Le bénéfice du doute selon François.
Par Régine et Guy Ringwald
Quatre ans et demi de prison pour un évêque, et en Argentine, ce n’est pas rien. Le 4 mars, Gustavo Oscar Zanchetta, ancien évêque d’Orán (tout au nord du pays) a été condamné pour son comportement sexuel vis-à-vis de séminaristes (trois d’entre eux ont porté plainte), et abus de pouvoir (il n’est pas rare que cela aille ensemble). Mais il lui était aussi reproché une mauvaise gestion financière du diocèse.
N’épiloguons pas sur les faits et gestes de ce monsieur, ce qui est très ennuyeux dans cette affaire, c’est que Zanchetta est un ami de François. Il était sous-secrétaire de la Conférence épiscopale argentine, au temps où Bergoglio en était président, les deux hommes étaient proches. Celui qui allait devenir le Pape François le considérait comme son fils spirituel, et fut son confesseur. Il est un des tout premiers évêques qu’il a nommés, dès le début de son pontificat, en 2013 : des bruits couraient pourtant déjà sur son comportement.
Puis les allégations d’abus sexuels, d’autoritarisme et de mauvaise gestion ont créé une réaction de rejet. En 2016, l’évêque a été amené à se retirer, alléguant des raisons de santé, pas vraiment évidentes. En mai-juin 2017, les séminaristes portent plainte au Vatican. Zanchetta démissionne officiellement. Le Vatican dément avoir eu connaissance des abus sexuels imputés à Zanchetta. Pourtant, le vicaire général du diocèse d’Orán, Juan Jose Manzano assure avoir, dès 2015, signalé à Rome les soupçons concernant son comportement.
Le 19 décembre 2017, le pape François le nomme conseiller à l’Administration du patrimoine du Siège Apostolique (APSA), un poste qui a la particularité de n’avoir jamais existé jusqu’alors, et pas très adapté à quelqu’un qui est accusé de mauvaise gestion. Le quotidien « la Nación » s’étonne : « Comment a-t-il été possible que le pape François, qui depuis son élection s’est dit déterminé à mener une politique de “tolérance zéro” contre les abuseurs et leurs complices, ait fait venir Zanchetta au Vatican pour le protéger ? ».
C’est fin 2018 que les trois séminaristes ont porté plainte au tribunal civil, ce qui a abouti à une convocation au tribunal de Salta, en novembre 2019, appuyée par un mandat d’arrêt international.
À l’occasion du sommet sur la pédocriminalité, en février 2019, le pape donne une interview à la journaliste mexicaine Valentina Alazraki qui l’interroge sur Zanchetta : le pape dit bien avoir eu connaissance de la présence d’images « inappropriées » dans son téléphone portable, mais qu’il lui avait d’abord accordé « le bénéfice du doute ». Les allégations continuant à s’accumuler, deux ans plus tard, le pape a transmis l’affaire à la Congrégation pour la doctrine de la foi.
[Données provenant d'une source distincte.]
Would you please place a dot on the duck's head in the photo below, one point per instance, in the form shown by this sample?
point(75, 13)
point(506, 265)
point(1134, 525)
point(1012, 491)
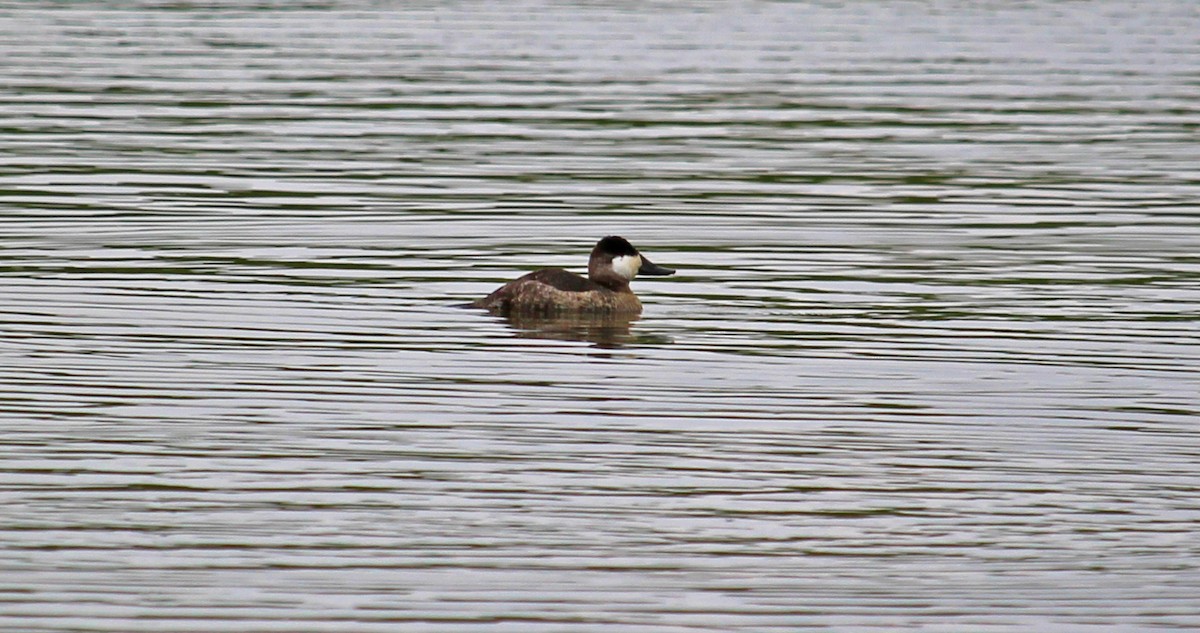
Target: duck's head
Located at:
point(615, 263)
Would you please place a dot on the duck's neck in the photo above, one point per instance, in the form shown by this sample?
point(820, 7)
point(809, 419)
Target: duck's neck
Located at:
point(611, 281)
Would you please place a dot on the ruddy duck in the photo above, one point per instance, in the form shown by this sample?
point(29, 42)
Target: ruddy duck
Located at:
point(605, 290)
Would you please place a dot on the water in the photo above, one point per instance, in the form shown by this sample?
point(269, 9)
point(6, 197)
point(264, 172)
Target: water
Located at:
point(929, 362)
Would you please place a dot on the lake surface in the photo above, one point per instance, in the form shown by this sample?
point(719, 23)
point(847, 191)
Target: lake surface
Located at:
point(930, 361)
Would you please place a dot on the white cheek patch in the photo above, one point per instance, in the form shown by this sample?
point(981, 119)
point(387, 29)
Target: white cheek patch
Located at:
point(627, 265)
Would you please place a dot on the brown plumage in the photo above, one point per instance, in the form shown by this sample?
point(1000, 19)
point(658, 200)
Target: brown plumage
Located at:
point(612, 265)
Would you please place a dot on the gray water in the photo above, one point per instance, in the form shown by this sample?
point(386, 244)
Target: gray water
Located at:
point(929, 361)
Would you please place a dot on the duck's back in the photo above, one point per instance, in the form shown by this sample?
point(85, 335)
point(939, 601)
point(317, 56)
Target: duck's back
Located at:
point(558, 291)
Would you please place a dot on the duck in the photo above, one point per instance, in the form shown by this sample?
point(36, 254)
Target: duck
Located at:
point(556, 291)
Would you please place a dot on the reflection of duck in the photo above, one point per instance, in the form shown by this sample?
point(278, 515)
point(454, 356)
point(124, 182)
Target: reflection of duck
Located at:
point(601, 330)
point(550, 291)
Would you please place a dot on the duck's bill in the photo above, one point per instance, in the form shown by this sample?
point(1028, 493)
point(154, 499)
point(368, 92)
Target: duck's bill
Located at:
point(652, 269)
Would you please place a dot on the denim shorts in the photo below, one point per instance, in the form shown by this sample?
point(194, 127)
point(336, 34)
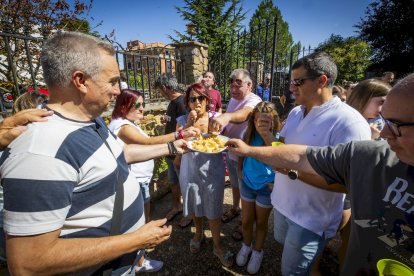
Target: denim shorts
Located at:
point(232, 167)
point(145, 190)
point(300, 246)
point(261, 197)
point(172, 172)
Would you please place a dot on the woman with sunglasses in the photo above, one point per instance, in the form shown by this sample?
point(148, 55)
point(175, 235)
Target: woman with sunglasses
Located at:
point(202, 176)
point(129, 109)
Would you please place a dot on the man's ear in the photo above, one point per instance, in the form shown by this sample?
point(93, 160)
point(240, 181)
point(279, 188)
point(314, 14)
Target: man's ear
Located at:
point(323, 80)
point(79, 81)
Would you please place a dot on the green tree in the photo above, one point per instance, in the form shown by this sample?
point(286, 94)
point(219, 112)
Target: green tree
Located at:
point(36, 18)
point(387, 27)
point(352, 56)
point(215, 22)
point(265, 15)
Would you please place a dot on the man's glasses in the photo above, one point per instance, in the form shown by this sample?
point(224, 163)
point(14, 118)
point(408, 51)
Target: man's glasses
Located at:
point(395, 126)
point(138, 105)
point(199, 98)
point(301, 81)
point(238, 82)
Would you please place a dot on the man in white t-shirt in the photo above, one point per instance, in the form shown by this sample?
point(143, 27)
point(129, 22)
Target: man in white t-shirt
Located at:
point(307, 217)
point(234, 124)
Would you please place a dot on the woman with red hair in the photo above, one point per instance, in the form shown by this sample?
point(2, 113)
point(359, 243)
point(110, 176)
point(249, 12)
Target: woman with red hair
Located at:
point(129, 109)
point(202, 176)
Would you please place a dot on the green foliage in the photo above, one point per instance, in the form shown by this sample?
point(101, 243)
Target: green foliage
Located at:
point(74, 24)
point(160, 167)
point(36, 18)
point(351, 55)
point(388, 28)
point(216, 22)
point(265, 14)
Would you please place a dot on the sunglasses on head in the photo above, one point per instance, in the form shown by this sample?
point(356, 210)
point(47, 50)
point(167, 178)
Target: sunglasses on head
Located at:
point(301, 81)
point(138, 105)
point(199, 98)
point(238, 82)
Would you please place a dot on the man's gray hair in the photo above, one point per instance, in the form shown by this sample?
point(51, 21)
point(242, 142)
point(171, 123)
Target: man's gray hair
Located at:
point(168, 80)
point(317, 64)
point(67, 52)
point(244, 72)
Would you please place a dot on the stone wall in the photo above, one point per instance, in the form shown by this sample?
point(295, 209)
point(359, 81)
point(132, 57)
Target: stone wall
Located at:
point(194, 56)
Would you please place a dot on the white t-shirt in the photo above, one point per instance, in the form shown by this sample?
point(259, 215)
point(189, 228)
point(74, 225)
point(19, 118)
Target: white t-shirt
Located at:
point(332, 123)
point(142, 171)
point(238, 130)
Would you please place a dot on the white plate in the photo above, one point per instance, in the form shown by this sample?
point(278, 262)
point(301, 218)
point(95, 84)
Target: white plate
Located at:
point(206, 135)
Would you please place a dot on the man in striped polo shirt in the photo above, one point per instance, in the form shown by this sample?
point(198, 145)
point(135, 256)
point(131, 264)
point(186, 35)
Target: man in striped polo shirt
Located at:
point(60, 177)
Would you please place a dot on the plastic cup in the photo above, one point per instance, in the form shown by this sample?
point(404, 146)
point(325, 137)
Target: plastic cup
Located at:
point(389, 267)
point(275, 144)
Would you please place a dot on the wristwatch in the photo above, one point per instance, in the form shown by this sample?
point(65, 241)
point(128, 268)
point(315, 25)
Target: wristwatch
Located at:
point(292, 174)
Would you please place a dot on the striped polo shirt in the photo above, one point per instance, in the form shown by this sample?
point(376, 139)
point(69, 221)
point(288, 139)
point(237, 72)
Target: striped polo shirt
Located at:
point(61, 174)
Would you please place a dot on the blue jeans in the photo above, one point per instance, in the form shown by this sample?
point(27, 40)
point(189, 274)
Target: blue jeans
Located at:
point(145, 191)
point(300, 246)
point(260, 197)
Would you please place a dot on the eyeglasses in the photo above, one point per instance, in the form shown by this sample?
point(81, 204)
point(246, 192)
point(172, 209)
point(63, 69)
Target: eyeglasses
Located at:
point(394, 126)
point(299, 82)
point(199, 98)
point(138, 105)
point(238, 82)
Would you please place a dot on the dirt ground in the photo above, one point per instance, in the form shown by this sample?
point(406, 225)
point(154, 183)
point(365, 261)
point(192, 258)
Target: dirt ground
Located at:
point(178, 260)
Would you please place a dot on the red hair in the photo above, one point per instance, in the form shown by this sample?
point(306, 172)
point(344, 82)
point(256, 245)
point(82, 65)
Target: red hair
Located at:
point(124, 102)
point(199, 89)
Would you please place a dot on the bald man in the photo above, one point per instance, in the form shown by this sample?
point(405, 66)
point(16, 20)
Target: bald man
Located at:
point(378, 175)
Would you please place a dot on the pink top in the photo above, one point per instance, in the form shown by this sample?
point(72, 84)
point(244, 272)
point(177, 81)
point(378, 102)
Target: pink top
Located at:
point(215, 100)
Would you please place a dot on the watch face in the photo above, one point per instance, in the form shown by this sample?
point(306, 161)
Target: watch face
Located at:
point(292, 174)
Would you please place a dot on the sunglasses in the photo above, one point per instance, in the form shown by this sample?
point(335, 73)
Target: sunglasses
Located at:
point(199, 98)
point(395, 126)
point(238, 82)
point(301, 81)
point(138, 105)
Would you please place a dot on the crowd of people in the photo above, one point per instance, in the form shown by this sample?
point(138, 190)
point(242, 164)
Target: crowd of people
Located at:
point(76, 192)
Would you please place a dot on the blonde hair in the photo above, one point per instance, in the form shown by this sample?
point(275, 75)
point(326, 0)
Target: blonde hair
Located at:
point(364, 91)
point(262, 107)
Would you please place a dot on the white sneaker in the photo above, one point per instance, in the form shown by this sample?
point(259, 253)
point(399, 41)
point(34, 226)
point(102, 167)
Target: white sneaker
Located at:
point(149, 266)
point(255, 262)
point(243, 255)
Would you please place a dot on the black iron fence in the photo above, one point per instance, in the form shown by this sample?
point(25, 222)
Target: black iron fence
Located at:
point(260, 52)
point(141, 70)
point(20, 68)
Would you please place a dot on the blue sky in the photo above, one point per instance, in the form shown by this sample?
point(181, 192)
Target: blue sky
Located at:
point(310, 21)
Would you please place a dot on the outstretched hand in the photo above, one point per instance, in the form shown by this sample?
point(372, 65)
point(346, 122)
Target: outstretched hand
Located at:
point(238, 147)
point(154, 233)
point(181, 146)
point(191, 132)
point(12, 127)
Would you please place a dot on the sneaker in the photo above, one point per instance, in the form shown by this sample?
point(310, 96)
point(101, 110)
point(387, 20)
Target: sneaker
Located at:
point(149, 266)
point(255, 262)
point(243, 255)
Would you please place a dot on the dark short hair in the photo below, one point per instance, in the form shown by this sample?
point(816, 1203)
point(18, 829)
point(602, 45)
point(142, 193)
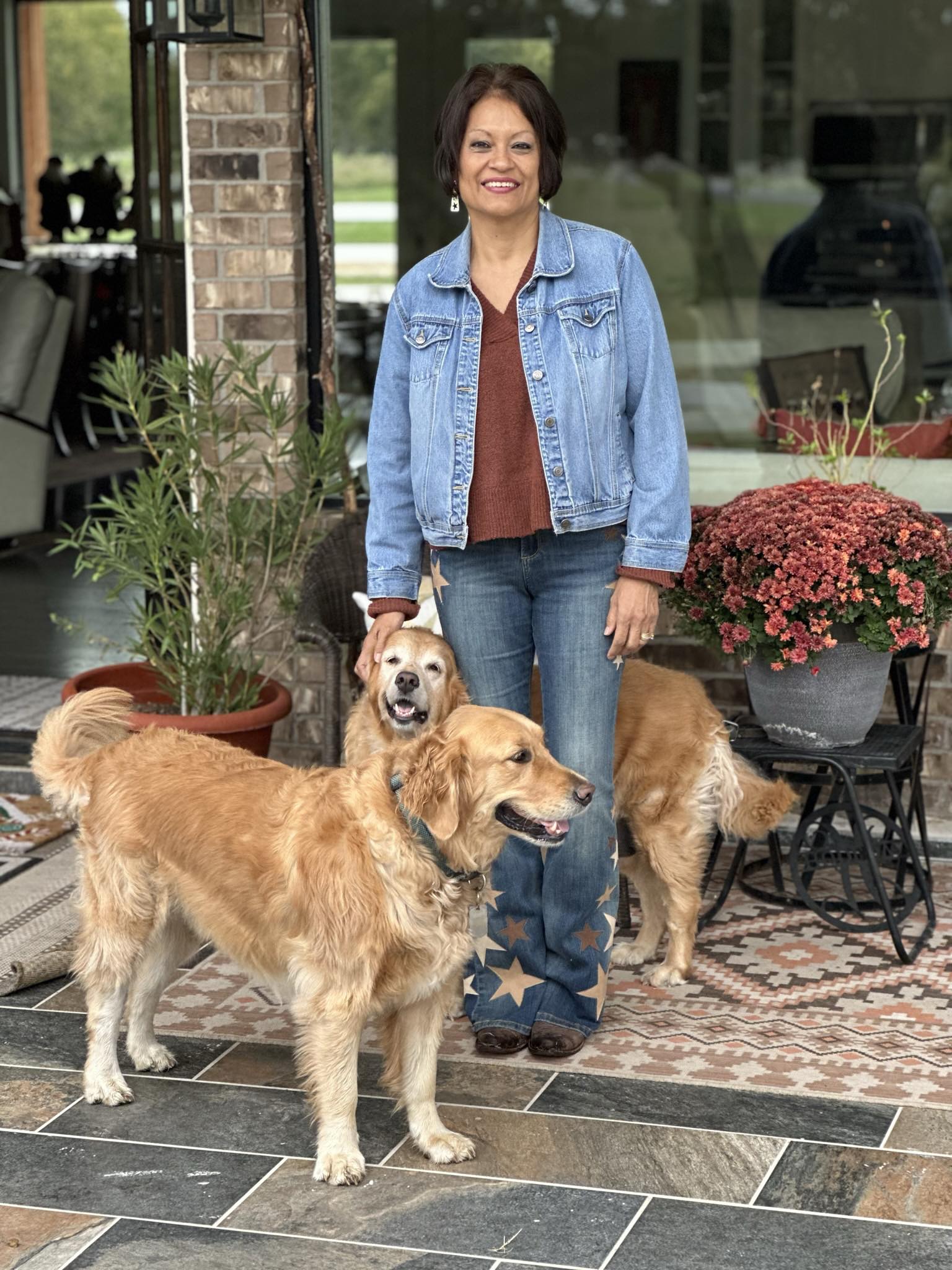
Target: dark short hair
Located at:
point(527, 91)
Entre-temps, la justice argentine s’était saisie de l’affaire.
Arrêtons-nous un instant sur « le bénéfice du doute » à la mode François. Il y a bien longtemps que personne à Orán n’avait aucun doute. Sans préjuger du résultat du procès, un peu de prudence eût pu inciter le pape à mettre Zanchetta sur la touche. Il est maintenant « mouillé » dans cette affaire par ce qui apparaît comme une protection accordée à un « ami ». Cela rappelle le cas de Barros : alors que le cas était connu dans le dossier Karadima depuis au moins quatre ans, François demandait encore « des preuves » jusqu’à ce que le scandale devienne mondial. Encore une interprétation extensive du bénéfice d’un doute qui n’existait pas. Mais il y a un cas inverse. Dans le scandale de l’achat de l’immeuble de Chelsea, à Londres, où il est dit que le cardinal Becciu a joué un rôle central, jusqu’ici, rien n’a été prouvé ni encore moins jugé. Cela n’a pas empêché le pape de démettre brutalement Becciu, en octobre 2020, le privant des attributs liés à sa charge de cardinal, sans donner la moindre explication. Ce qu’on pourrait appeler « bénéfice du doute » à géométrie variable.